Having been involved in software testing for some 20 years and witnessed the land-grab for customer attention and market share, the varying mathematical ROI calculations, the year 2000 doomsday forecasters and the rise of the dominant players today, I thought it may be helpful to note a few of the key points to watch for. This is by no means a complete list however I hope you’ll find it a useful read or a memory jogger for those who’ve been there before.

1. Changes to the UI. Whilst naturally frequently necessary, these typically break automation scripts and mean the script needs fixing. This isn’t a problem and of course is expected but it’s worth considering this in your time planning and writing the scripts with maintainability in mind.

2. Exploratory testing. Too often there’s not sufficient time. Remember that users don’t always do what you’d like them to with your software, so if you can find time for this type of testing it will pay you back.

3. Make sure your test scripts cater for unexpected events like pop-ups either in the System Under Test (SUT) or another application.
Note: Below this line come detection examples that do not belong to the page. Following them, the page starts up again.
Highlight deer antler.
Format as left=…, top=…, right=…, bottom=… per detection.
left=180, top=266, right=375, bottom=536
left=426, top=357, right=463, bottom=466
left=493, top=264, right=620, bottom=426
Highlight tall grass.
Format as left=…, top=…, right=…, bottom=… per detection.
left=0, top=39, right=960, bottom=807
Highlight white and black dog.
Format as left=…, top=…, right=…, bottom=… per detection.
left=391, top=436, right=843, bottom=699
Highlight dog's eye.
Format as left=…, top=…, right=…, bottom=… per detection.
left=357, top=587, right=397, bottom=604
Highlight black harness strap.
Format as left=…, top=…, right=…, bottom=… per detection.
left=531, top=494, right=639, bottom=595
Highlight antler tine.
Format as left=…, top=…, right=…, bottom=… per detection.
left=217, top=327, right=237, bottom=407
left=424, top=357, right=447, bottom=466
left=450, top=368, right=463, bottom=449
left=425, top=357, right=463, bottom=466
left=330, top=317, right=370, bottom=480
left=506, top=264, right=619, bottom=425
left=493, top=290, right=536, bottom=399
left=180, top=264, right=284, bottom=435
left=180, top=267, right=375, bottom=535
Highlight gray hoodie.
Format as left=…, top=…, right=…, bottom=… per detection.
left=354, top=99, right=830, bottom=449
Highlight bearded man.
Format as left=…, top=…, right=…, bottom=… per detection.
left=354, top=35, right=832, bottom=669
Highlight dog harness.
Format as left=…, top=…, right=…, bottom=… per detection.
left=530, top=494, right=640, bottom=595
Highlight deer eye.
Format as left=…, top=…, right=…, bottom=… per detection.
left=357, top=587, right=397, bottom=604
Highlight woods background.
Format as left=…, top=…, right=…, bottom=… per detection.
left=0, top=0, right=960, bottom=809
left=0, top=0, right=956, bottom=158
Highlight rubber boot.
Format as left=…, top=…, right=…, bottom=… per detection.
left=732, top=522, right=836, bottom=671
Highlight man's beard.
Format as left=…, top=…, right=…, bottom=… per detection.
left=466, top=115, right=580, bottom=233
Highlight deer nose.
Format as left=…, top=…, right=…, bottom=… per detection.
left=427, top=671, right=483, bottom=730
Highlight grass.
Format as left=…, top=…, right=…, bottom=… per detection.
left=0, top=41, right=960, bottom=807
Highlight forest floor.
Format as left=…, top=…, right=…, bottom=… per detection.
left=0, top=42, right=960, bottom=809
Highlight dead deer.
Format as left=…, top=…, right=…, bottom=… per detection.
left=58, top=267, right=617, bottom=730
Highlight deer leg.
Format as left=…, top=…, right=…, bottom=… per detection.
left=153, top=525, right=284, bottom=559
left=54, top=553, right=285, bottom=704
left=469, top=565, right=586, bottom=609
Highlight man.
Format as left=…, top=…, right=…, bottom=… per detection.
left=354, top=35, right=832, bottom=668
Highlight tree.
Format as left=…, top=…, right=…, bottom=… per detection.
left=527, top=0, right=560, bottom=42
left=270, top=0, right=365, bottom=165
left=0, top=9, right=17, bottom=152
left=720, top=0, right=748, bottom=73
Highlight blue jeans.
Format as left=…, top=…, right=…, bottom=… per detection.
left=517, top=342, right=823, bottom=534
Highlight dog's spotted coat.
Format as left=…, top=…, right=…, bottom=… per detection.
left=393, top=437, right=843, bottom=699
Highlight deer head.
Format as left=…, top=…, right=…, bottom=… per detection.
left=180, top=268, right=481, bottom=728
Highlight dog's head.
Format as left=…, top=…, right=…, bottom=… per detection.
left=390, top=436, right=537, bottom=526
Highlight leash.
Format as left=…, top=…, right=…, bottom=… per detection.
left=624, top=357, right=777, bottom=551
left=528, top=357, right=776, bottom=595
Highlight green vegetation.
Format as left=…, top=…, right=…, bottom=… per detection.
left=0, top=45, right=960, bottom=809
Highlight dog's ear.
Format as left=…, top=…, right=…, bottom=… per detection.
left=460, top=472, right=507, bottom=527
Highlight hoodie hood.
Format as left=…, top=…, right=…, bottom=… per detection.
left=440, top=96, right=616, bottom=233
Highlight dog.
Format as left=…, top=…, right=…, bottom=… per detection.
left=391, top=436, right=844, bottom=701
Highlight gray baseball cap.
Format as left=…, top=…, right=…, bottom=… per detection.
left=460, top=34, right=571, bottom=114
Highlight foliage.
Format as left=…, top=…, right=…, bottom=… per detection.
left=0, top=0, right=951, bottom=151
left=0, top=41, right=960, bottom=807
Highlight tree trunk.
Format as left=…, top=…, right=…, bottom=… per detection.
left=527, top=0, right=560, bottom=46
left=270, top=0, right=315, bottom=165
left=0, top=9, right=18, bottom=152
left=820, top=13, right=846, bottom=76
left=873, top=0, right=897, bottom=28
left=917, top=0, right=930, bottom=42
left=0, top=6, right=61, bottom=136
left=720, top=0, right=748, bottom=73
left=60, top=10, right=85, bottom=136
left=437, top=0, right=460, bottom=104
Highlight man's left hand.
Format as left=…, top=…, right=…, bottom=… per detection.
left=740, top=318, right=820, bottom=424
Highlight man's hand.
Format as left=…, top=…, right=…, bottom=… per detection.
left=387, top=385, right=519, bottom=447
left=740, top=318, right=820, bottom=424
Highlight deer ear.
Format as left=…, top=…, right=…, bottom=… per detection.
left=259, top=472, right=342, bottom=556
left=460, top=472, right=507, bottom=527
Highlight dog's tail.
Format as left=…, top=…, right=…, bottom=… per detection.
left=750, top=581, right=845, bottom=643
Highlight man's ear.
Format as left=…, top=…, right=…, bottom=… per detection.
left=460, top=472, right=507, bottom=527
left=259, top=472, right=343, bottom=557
4. With the scripts, try to separate assets such as data, logic, test conditions and environments, reducing dependencies.

5. Do try to create smaller, modular reusable scripts rather than single monolithic test scripts. Lightweight reusable assets can be shared between test cases, reducing your scripting time and subsequent risk of failures.

6. Build automation is steps, prioritising a few test cases initially and then adding more in phases.

7. Do share as much of the automation ownership as you can. Nobody wants to be reliant on one or two key individuals.